If you’re comfortable with Mint and don’t see a reason to switch, I don’t see anything wrong with staying with Mint. If you do want to try new distros, just use a VM.
Well if you are doing work on you computer you find rewarding and it functions I would quit while you are ahead. Getting into distro hopping and caring about Linux internals is a bit like being a car enthusiast. You can either have a car to drive it or have a car that you fart around all the time tweaking bits, replacing it, breaking it, developing strong opionons about things almost no one cares about.
So to you want to be a driver or an enthusiast? By using Linux at all you can essentially consider yourself part of the “car club”, but there is a whole heck of a lot else to learn.
When I started using Linux I distro hopped a few times before finding mint, now I have been stuck on mint for a few years, but I still dream of hopping again.

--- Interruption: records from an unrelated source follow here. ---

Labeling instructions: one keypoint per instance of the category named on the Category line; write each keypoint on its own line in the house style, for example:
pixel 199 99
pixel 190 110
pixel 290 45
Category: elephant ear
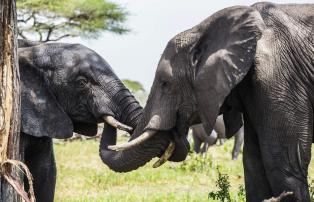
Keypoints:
pixel 87 129
pixel 222 56
pixel 41 114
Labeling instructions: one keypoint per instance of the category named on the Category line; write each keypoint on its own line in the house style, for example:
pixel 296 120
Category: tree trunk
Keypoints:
pixel 9 98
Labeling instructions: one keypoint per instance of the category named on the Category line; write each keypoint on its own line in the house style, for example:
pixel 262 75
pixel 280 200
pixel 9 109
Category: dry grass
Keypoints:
pixel 83 177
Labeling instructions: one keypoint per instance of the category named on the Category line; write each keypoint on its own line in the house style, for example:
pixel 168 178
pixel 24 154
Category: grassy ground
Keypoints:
pixel 83 177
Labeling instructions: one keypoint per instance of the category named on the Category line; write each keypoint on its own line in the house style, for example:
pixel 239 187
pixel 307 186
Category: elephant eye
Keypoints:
pixel 81 81
pixel 164 84
pixel 195 56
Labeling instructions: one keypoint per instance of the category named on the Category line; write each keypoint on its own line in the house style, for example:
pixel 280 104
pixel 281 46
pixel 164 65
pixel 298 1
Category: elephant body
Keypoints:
pixel 200 137
pixel 66 88
pixel 252 60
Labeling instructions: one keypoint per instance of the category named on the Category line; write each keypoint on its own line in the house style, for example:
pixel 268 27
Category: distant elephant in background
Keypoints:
pixel 253 60
pixel 201 137
pixel 67 88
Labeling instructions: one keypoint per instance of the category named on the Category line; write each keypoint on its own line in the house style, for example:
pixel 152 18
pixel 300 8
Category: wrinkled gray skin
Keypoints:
pixel 65 88
pixel 200 137
pixel 256 60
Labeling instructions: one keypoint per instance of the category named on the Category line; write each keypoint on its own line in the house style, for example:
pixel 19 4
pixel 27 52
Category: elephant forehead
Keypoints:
pixel 164 68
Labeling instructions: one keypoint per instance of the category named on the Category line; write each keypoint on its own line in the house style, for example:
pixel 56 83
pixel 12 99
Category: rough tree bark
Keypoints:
pixel 9 101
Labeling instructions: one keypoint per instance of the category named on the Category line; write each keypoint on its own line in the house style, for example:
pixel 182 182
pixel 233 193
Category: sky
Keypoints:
pixel 153 23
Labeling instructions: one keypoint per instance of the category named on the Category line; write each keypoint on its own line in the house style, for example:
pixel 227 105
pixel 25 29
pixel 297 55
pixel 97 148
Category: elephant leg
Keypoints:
pixel 204 148
pixel 238 140
pixel 256 184
pixel 40 160
pixel 197 143
pixel 286 162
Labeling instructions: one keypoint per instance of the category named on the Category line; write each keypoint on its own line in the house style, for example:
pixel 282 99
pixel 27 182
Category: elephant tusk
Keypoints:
pixel 128 145
pixel 163 159
pixel 116 124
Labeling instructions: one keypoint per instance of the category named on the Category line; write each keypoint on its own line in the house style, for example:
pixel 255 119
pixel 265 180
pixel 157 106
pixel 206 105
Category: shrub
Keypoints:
pixel 223 185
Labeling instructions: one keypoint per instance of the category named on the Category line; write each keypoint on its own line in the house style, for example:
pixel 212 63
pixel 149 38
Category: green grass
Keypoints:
pixel 83 177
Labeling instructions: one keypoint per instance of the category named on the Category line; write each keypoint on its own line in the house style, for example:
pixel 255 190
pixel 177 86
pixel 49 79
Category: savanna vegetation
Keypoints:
pixel 83 177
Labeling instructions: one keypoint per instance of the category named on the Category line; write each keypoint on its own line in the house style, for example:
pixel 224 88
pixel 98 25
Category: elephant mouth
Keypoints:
pixel 176 151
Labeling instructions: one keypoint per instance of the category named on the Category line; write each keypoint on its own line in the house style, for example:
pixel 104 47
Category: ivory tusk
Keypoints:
pixel 164 158
pixel 115 123
pixel 128 145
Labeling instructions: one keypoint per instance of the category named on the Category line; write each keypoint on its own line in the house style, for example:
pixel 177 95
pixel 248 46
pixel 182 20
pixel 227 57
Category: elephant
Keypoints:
pixel 200 137
pixel 66 88
pixel 253 60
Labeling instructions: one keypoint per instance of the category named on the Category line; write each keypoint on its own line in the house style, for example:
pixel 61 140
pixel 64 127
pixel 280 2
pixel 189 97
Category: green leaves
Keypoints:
pixel 54 20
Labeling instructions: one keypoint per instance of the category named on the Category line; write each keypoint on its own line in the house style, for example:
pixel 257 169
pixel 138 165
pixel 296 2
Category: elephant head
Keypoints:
pixel 196 72
pixel 68 88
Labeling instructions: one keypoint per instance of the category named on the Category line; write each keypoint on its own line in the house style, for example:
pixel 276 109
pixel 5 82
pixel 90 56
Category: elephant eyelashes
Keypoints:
pixel 81 82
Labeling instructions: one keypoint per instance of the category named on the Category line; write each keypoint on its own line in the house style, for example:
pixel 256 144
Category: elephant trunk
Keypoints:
pixel 128 160
pixel 131 159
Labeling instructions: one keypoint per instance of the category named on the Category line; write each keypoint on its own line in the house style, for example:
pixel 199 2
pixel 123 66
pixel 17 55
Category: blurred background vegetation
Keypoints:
pixel 215 177
pixel 46 20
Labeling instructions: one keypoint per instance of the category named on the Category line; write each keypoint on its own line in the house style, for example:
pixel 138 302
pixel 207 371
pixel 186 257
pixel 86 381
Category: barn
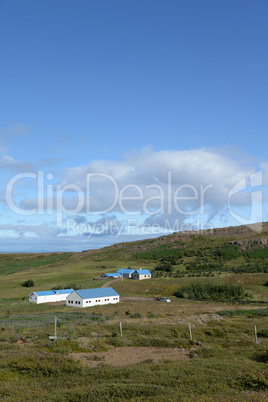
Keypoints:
pixel 92 297
pixel 140 274
pixel 126 272
pixel 111 275
pixel 49 296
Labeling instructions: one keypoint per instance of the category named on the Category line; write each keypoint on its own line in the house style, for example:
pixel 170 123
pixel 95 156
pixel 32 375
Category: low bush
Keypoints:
pixel 28 284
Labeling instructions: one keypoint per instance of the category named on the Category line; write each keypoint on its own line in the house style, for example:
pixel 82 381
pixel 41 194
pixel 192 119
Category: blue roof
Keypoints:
pixel 99 292
pixel 54 292
pixel 143 271
pixel 125 271
pixel 63 291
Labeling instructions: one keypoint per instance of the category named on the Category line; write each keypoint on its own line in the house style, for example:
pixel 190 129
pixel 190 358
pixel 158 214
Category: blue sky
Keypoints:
pixel 160 100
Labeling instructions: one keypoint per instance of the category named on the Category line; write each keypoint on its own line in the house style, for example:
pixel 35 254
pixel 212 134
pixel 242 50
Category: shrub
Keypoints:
pixel 136 315
pixel 28 284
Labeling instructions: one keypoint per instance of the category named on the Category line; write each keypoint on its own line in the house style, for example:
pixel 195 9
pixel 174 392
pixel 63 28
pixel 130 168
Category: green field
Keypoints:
pixel 222 362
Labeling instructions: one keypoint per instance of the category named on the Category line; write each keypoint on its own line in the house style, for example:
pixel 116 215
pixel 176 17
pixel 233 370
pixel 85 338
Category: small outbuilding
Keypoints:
pixel 92 297
pixel 140 274
pixel 49 296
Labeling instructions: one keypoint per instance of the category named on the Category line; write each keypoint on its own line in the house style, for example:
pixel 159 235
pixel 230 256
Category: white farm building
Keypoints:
pixel 92 297
pixel 140 274
pixel 49 296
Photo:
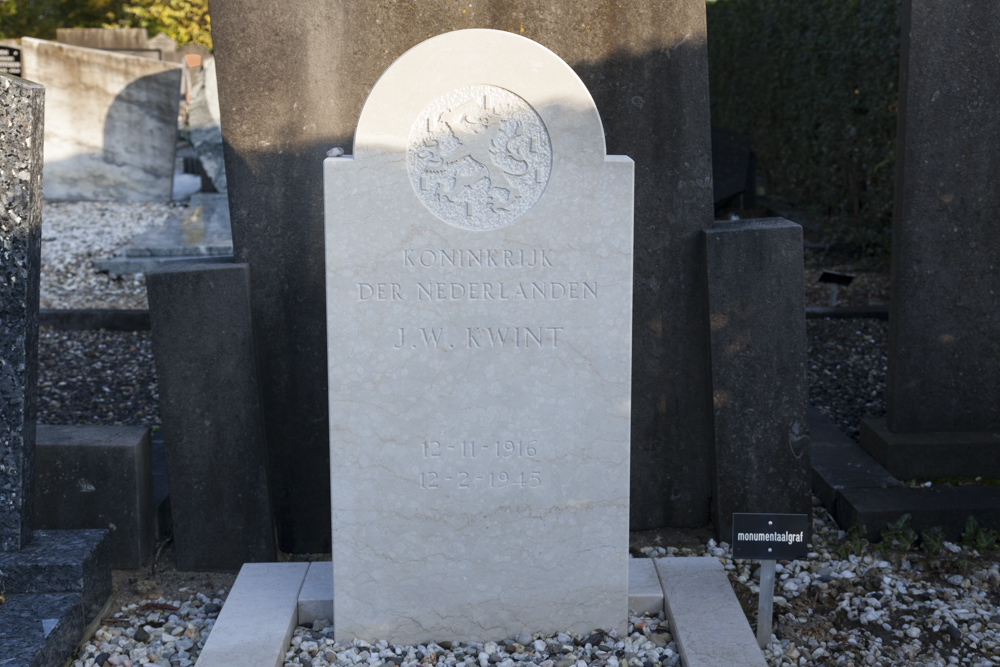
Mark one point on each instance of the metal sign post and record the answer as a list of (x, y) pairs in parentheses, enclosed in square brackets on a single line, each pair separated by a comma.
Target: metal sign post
[(769, 538)]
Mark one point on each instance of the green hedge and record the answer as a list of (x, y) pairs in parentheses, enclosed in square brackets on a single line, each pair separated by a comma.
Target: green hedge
[(813, 83)]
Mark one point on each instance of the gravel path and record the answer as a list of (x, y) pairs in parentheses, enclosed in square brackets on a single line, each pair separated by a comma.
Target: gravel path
[(848, 603)]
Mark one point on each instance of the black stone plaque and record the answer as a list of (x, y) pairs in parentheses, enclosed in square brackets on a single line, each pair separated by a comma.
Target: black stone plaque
[(10, 60), (770, 536)]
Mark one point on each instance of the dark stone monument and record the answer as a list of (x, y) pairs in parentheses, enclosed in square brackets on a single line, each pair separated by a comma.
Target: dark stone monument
[(21, 117), (646, 66), (943, 388), (210, 403), (54, 581), (90, 476), (758, 342)]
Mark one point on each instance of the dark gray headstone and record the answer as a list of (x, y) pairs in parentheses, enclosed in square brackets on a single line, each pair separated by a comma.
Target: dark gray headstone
[(62, 561), (758, 340), (944, 326), (210, 403), (90, 476), (21, 119), (647, 68)]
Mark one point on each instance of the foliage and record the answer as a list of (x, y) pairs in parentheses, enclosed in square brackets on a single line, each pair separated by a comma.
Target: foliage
[(932, 540), (813, 83), (977, 537), (184, 21), (899, 535), (855, 542), (40, 18)]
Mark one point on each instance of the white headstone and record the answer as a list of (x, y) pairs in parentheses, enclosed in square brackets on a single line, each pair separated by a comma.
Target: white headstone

When I was hopping I was in high school, so I had time, now I got to work and hopping takes too much time and effort to set everything up again. If I had a second pc or a laptop I would do it.
now I got to work and hopping takes too much time and effort to set everything up again.
This is the same reason I haven’t switched to Linux again even though I want to. Limited free time.
I also switched to playing games on a console for the same reason. I don’t have to worry about system specs or driver issues or anything like that… I can just launch the game and play it.
EndeavourOS is an arch-based distro that “just works”. I put it on a new machine recently, and the installer manages to let you pick a desktop environment, and still manages to be user friendly.
Not really a “braking my linux setup”, but still fun as hell! Back in university, a friend of mine got a new notebook at a time… we spent the night at the university hacking and they wanted to set the notebook up in the evening. They got to the point where they had to setup luks via the cryptsetup CLI. But they got stuck, it just wouldn’t work. They tried for HOURS to debug why cryptsetup didn’t let them setup LUKS on the drive.
At some point, in the middle of the night (literally something like 2 in the morning) they suddenly JUMPED from their seat and screamed “TYPE UPPERCASE ‘YES’ - FUCK!!!”
They debugged for about six hours and the conclusion was that cryptsetup asks “If you are sure you want to overwrite, type uppercase ‘yes’”. … and they typed lowercase. For six hours. Literally.
The room was on the floor, holding their stomach laughing.
I just switched from windows to Linux a few months ago. I just picked opensuse tumbleweed KDE at random and it just works. Idk anything about Linux so maybe give that a try and see if it works for you as well.
For something that “just works” and feels quite like home, without being KDE, I’d recommend Zorin.
It’s stable, beautiful to look at and works as expected. I’d not recommend Arch-based distros to begin (but if you want to go the troubleshooting and fixing things way, that would be choice #1).
Maybe it is me but Cinnamon, while being very user friendly, feels limited. I feel that when you want to start tweaking, the options are not there yet.
Not sure about 1, but 2 and 3 both have the same answer. Both TSInstall and Mason are just trying to install other software packages on your system, and you’re on NixOS, so of course they can’t do that. You don’t install your software, you declare it. Add the Treesitter parsers you need right next to your plugins (there is a sub collection under the vimPlugins collection just for Treesitter parsers), and put whatever Mason would be installing into your user packages instead.
That said, I agree with the other commenter. Even though the community has done a lot of work on rich config options for Neovim, they’re just too far away from the normal way of doing things in the Neovim world, and plenty of plugins are written in ways that assume it’s configured in “normal” ways. Plus configuring Neovim is already kinda like assembling your own car from parts in any case, so it’s honestly better to just use nix to install Lazyvim or whatever flavor of choice and let it handle the plugin management/config. And believe me, I really tried to do it all in Nix, I wanted to do it that way. But it’s just not worth the headache at this point
Thanks for this feedback, it helps me feel a little bit less stupid :) With everything setup in NixOS documentation for neovim in appearance I thought really dumb to not be able to have it worked.
Using the approach proposed by @flashgnash (i.e. using lazy.vim) let me install neovim and all my plugins.
It’s also a nightmare if you want your config to work with both nix and non nix platforms. If I’m using my config on windows or at work, I’m not going to have nix and home manager to interpret the nix version of my vim config. On my systems with home manager, I’d like be able to install my nvim config as part of home manager rebuild. If I have home manager pull my configs git repo, it causes lazy to freak out whenever I try to update my plugins. It’d be nice to have some sort of integration with lazy that exists with cargo and similar tools but it doesn’t look like anyone’s been working on it.
It was only in a container on a Chromebook, but I’ll share it anyway. One time, I had installed Android Studio but found it mildly annoying that I got a line when using apt about Android Studio and some error on a certain line of this one file. I believe the file was something related to dpkg, and after changing some things within the file, I seemed to have broken apt. Luckily, I had a backup, but it was a few days old, so I had to reinstall some apps.